Madame Cléo était une bourgeoise d'une quarantaine d'année. Veuve depuis quelques mois à peine, elle ne supportait pas la solitude. Elle avait eu alors l'idée d'ouvrir sa maison à ses amis et à des intellectuels dont la vivacité d'esprit la ravisait. De nombreuses personnes de qualité se pressaient dans son salon où les discussions variaient selon l'humeur de la maîtresse des lieux. Un jour, les convives admiraient le style de Monsieur Hugo, le lendemain, ils narraient les derniers ragots entendus au théâtre.
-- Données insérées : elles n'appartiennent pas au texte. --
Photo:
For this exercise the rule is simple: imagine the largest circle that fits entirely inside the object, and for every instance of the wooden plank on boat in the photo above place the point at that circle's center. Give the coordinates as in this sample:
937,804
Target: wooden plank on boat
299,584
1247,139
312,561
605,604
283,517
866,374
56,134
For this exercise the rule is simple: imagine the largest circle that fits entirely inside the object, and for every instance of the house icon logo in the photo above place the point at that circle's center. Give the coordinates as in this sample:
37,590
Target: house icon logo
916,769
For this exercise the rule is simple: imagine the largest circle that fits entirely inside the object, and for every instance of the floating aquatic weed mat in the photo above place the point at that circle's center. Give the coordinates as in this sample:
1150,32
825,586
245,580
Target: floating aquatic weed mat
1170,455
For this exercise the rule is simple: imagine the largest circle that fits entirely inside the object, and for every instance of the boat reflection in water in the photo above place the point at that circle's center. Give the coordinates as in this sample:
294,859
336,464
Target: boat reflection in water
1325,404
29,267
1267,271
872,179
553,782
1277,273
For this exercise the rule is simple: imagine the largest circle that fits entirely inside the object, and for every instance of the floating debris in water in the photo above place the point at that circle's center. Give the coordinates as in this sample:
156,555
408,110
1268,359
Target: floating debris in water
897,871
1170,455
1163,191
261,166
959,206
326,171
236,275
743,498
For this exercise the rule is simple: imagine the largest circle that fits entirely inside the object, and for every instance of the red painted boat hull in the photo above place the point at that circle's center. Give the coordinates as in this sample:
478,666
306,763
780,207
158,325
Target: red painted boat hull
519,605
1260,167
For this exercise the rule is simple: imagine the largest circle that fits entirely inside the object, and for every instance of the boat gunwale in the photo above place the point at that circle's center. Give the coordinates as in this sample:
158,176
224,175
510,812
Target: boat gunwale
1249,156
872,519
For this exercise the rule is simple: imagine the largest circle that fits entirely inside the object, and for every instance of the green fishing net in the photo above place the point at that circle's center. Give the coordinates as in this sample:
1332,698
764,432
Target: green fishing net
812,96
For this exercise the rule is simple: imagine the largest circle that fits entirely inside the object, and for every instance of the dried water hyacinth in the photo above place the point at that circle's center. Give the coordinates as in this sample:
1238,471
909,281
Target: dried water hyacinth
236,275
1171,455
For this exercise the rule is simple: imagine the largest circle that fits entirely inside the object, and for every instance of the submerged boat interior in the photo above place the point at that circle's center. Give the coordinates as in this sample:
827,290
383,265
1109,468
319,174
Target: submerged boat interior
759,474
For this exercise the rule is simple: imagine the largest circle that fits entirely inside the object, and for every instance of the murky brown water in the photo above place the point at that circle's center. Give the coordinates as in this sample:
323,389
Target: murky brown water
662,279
  • Pardonnez-moi, madame, se hasarda Hélèna. Puis-je savoir à quelle heure viendront les invités demain?

  • À seize heure, voyons. Vous le savez très bien, ma pauvre fille.

Hélèna pinça les lèvres. Elle détestait lorsque sa maîtresse l'appelait ainsi. Elle n'osa sortir de la pièce et resta immobile, attendant que Madame Cléo lui demande de l'aider à se déshabiller.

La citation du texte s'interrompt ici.